Beyond On-Time Percentage: What a Real Carrier Scorecard Measures
On-time percentage grades the past. A real carrier scorecard weighs tender acceptance, dwell, claims, POD timeliness, and performance drift, per lane and per facility.
Mithrilis Team
14 min read
Last updated: July 2, 2026.
Ask a room full of brokers what makes a good carrier scorecard for freight brokers and most will point to one number: on-time percentage. It is the number that fits on a slide, the number the customer asks about, the number the TMS reports without any extra work. It is also the number that hides the most. On-time percentage tells you what happened after a load was already delivered. It says nothing about whether the carrier will accept the next tender, how it behaves at your worst-dwelling facility, how often it files a claim, or whether the dependable partner you scored last spring still runs the same trucks and drivers today. A real scorecard measures the signals that predict reliability before the load moves, not the one lagging signal that confirms it afterward.
TL;DR
A carrier scorecard built on on-time percentage grades the past and misses the future. The signals that actually predict whether a carrier performs are tender acceptance rate, communication responsiveness, dwell and detention behavior at specific facilities, claims ratio, POD timeliness, safety and authority standing, and, above all, drift: whether a carrier that scored well last year is still the same operation this quarter. These signals live in separate systems (TMS, tracking, claims, accounting, email, and FMCSA safety records), so almost nobody assembles them into one view. The fix is not a better spreadsheet. It is connected data that makes every signal visible, sourced, and comparable per lane and per facility, so the person booking the load can see the whole picture and still decide who to book.
Key takeaways
- On-time percentage is a lagging indicator: it confirms reliability after delivery and predicts almost nothing about the next load, because it never sees the tenders the carrier rejected.

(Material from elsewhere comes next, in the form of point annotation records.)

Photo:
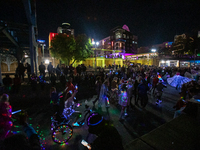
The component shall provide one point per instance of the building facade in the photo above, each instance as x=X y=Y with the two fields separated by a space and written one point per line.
x=120 y=39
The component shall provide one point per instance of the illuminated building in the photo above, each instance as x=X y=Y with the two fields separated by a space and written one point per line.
x=120 y=39
x=65 y=28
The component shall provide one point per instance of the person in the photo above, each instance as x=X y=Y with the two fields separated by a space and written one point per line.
x=50 y=69
x=16 y=84
x=63 y=80
x=42 y=82
x=69 y=108
x=21 y=70
x=177 y=80
x=5 y=116
x=98 y=88
x=53 y=79
x=180 y=106
x=198 y=81
x=55 y=99
x=136 y=83
x=130 y=88
x=123 y=100
x=42 y=69
x=155 y=82
x=7 y=81
x=34 y=82
x=108 y=137
x=58 y=71
x=114 y=91
x=28 y=69
x=19 y=141
x=159 y=91
x=103 y=97
x=142 y=92
x=70 y=85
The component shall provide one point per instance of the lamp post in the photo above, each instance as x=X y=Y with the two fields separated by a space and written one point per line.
x=96 y=44
x=195 y=51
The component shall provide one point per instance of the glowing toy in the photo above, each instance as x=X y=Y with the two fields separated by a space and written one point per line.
x=160 y=78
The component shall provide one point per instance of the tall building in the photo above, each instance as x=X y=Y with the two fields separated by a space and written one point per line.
x=65 y=28
x=120 y=39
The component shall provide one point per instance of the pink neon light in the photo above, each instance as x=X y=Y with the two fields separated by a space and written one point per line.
x=125 y=27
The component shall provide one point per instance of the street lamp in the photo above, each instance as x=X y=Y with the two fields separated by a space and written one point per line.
x=96 y=44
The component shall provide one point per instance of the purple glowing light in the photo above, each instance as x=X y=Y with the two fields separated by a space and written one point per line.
x=125 y=27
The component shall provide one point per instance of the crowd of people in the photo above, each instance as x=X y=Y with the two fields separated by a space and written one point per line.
x=118 y=86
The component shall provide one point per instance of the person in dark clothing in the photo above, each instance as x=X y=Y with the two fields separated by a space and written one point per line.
x=50 y=69
x=78 y=69
x=42 y=69
x=19 y=141
x=108 y=137
x=7 y=81
x=66 y=71
x=42 y=82
x=16 y=84
x=28 y=69
x=98 y=88
x=34 y=82
x=53 y=79
x=136 y=92
x=63 y=80
x=58 y=71
x=142 y=93
x=21 y=70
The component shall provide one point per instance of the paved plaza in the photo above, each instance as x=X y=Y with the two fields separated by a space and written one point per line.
x=138 y=122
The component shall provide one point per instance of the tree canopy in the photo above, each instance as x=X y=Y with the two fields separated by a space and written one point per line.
x=70 y=49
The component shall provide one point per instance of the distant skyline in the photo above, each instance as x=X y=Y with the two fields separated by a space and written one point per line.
x=153 y=21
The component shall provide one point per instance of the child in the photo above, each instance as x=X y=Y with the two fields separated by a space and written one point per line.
x=123 y=100
x=55 y=99
x=34 y=82
x=69 y=107
x=5 y=116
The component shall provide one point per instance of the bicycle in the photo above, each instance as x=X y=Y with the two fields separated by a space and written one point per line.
x=62 y=131
x=9 y=131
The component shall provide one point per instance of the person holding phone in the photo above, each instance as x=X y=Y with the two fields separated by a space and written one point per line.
x=108 y=137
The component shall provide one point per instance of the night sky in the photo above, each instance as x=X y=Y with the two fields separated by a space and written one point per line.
x=153 y=21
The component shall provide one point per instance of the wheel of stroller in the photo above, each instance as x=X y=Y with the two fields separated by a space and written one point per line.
x=62 y=133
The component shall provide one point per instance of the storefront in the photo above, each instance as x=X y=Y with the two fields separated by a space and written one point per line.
x=169 y=63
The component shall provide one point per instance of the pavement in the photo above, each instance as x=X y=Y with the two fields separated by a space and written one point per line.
x=140 y=123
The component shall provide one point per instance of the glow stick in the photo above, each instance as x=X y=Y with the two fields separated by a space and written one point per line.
x=16 y=112
x=108 y=101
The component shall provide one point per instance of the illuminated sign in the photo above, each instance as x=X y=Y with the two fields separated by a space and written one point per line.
x=51 y=35
x=41 y=41
x=125 y=27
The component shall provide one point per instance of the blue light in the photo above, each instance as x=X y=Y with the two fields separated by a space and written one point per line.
x=96 y=123
x=41 y=41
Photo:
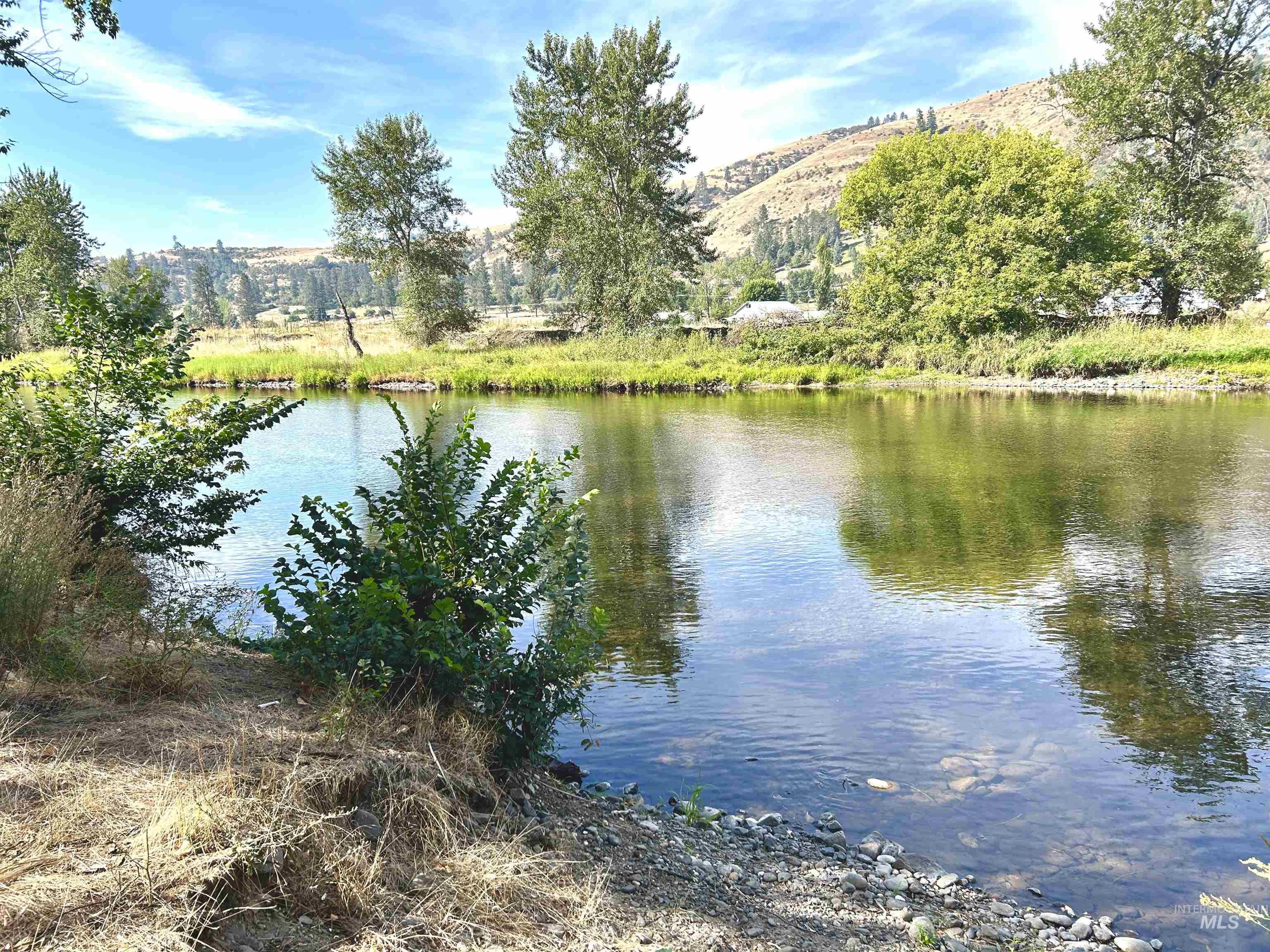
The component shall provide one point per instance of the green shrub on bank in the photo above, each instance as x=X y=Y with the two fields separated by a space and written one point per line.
x=155 y=470
x=431 y=593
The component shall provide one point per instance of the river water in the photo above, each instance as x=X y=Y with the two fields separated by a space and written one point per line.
x=1071 y=593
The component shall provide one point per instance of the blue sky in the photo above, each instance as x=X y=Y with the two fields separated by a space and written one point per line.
x=202 y=120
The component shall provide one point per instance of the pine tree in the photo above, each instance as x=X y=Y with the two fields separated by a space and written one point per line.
x=202 y=307
x=247 y=299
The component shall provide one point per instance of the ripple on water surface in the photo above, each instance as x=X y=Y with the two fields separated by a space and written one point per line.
x=1044 y=619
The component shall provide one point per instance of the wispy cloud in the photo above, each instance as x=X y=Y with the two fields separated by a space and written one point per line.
x=159 y=97
x=212 y=205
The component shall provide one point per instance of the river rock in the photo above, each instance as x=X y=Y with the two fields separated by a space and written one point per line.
x=855 y=880
x=957 y=766
x=921 y=928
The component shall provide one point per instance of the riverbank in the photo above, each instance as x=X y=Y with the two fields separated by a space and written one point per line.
x=229 y=816
x=1227 y=355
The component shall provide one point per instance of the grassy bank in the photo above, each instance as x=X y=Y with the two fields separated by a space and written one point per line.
x=1232 y=351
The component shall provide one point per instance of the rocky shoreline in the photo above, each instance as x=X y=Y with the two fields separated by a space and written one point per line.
x=691 y=876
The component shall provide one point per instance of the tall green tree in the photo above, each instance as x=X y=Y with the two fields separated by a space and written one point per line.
x=395 y=212
x=982 y=234
x=46 y=248
x=822 y=278
x=600 y=135
x=157 y=468
x=246 y=299
x=480 y=294
x=1182 y=84
x=201 y=305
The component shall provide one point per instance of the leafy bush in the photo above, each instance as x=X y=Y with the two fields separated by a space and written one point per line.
x=430 y=595
x=985 y=234
x=154 y=468
x=760 y=290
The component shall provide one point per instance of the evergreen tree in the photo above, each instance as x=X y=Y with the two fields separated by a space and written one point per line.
x=246 y=299
x=824 y=276
x=201 y=305
x=480 y=294
x=591 y=174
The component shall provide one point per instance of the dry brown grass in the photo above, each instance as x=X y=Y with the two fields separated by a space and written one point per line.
x=191 y=822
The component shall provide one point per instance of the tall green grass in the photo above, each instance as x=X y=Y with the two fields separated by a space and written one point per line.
x=1234 y=350
x=43 y=535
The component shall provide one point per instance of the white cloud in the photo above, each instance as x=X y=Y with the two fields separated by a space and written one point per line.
x=488 y=216
x=741 y=120
x=1056 y=33
x=158 y=97
x=212 y=205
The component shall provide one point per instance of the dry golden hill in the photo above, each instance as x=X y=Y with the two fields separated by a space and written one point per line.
x=817 y=179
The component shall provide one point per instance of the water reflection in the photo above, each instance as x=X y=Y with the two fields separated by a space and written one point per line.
x=1069 y=593
x=1114 y=516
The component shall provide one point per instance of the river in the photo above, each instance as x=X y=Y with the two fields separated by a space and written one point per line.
x=1071 y=593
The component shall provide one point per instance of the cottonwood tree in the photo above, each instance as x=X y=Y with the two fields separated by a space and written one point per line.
x=1182 y=84
x=982 y=234
x=46 y=248
x=395 y=212
x=600 y=135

- FreightWaves has documented that even large truckload rate increases did little to improve carrier reliability, so paying more is not the same as buying dependability.
- Dwell is a first-class reliability signal: ATRI found drivers were detained at 39.3 percent of stops in 2023, rising to 56.2 percent on refrigerated loads and 42.5 percent among spot-market fleets.
- Detention data hides in accounting, not the TMS: ATRI found 94.5 percent of fleets bill detention but get paid on fewer than half of those invoices, so the cost rarely lands next to the carrier's on-time number.
- Carriers drift. The ATA reports large-fleet driver turnover has run as high as 91 percent, churn between carriers rather than out of the industry, so last year's scorecard often describes a roster that no longer exists.
- The carrier pool itself churns: FreightWaves counted a net loss of more than 4,500 carriers across a single recent stretch, which is why a scorecard has to update continuously, not once a year.
On-time percentage is a lagging signal, not a reliability signal#
Start with what on-time percentage can and cannot see. It is measured after the wheels stop, from delivery timestamps the carrier already earned. That makes it a report card on loads that are done, not a forecast of loads you still have to cover. The single most useful thing to know about a carrier on a Tuesday morning is whether it will accept the load you are about to tender. On-time percentage is silent on exactly that question, because it only counts the loads the carrier accepted and delivered. Every tender the carrier quietly rejected is invisible to it.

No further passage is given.